In primary school, we are handed a pencil and taught how to write. Included in that process is learning to correct our mistakes. That’s when we learn about the other end of the pencil: the eraser.
If you were anything like my now 5-year-old son, you find unnecessary reasons to erase. After a homework session, my dining room table is covered in eraser shavings and incomplete homework. Yes, I shake my head. But he is learning and so am I.
And as authorpreneurs we are learning, too. But, I want you to unlearn a pesky, little habit. Unlearn erasing also known as deleting also known as paper crumpling and wastebasket dumping. Yup, I said it. Stop it. Stop deleting.
I can feel that crinkle in some of your foreheads getting tighter and twitchier. Relax. There is magic in your supposed mistakes.

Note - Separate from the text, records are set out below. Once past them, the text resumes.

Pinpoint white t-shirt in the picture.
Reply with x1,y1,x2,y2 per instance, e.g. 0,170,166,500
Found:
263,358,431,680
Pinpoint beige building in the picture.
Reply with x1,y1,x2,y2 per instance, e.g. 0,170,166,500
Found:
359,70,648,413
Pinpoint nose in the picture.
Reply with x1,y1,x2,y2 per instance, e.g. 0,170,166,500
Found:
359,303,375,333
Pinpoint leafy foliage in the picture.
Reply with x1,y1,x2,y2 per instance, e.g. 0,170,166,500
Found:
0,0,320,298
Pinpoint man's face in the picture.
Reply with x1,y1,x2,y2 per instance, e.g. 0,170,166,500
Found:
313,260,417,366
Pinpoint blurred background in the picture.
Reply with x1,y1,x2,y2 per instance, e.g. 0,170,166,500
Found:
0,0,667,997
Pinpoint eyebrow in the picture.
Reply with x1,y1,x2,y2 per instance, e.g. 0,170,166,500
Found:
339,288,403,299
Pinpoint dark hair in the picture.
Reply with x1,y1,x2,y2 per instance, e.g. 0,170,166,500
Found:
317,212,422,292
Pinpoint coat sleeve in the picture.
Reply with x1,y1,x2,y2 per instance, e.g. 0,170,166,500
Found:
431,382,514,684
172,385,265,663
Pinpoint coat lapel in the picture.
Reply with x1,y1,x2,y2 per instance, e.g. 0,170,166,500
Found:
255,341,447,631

Mistakes, errors, flaws … Oh yay!
The day I stopped deleting is the day my authorpreneur wings soared. First, let’s clarify. I am not talking about the minor deleting, such as correcting a misspelled word or rewriting a sentence already in process. Nope. That is for another blog. My aim is for you to stop deleting entire chunks of your writing because you feel it is:
“Garbage!” “Rubbish!” “Crap!” “Stupid!” “Dumb!” “Pointless!” “Horrible!” “Unworthy!”
That’s the kind of deleting I am talking about. To delete this habit of deleting (ha-ha), we must change our thinking.
Hold on to your crap
You, authorpreneur, are quite amazing. Seriously, the creativity that flows from your soul is ingenious. You are marked with uniqueness, resourcefulness, and cleverness. Therefore, your words are also.
What you think is “crap” will still make great fertilizer. The crap you want to delete could be the foundation for a separate chapter, a blog post, a newsletter topic, a live webinar discussion, or the next book. But only if you fight that pesky urge to hit the delete key.
Instead, select your “crap”, and copy and paste it into a separate document file. You can even name the file Crappy Ideas for Later. From time to time, check on that file. Scan through your crap and see if you have fertilizer for your next book.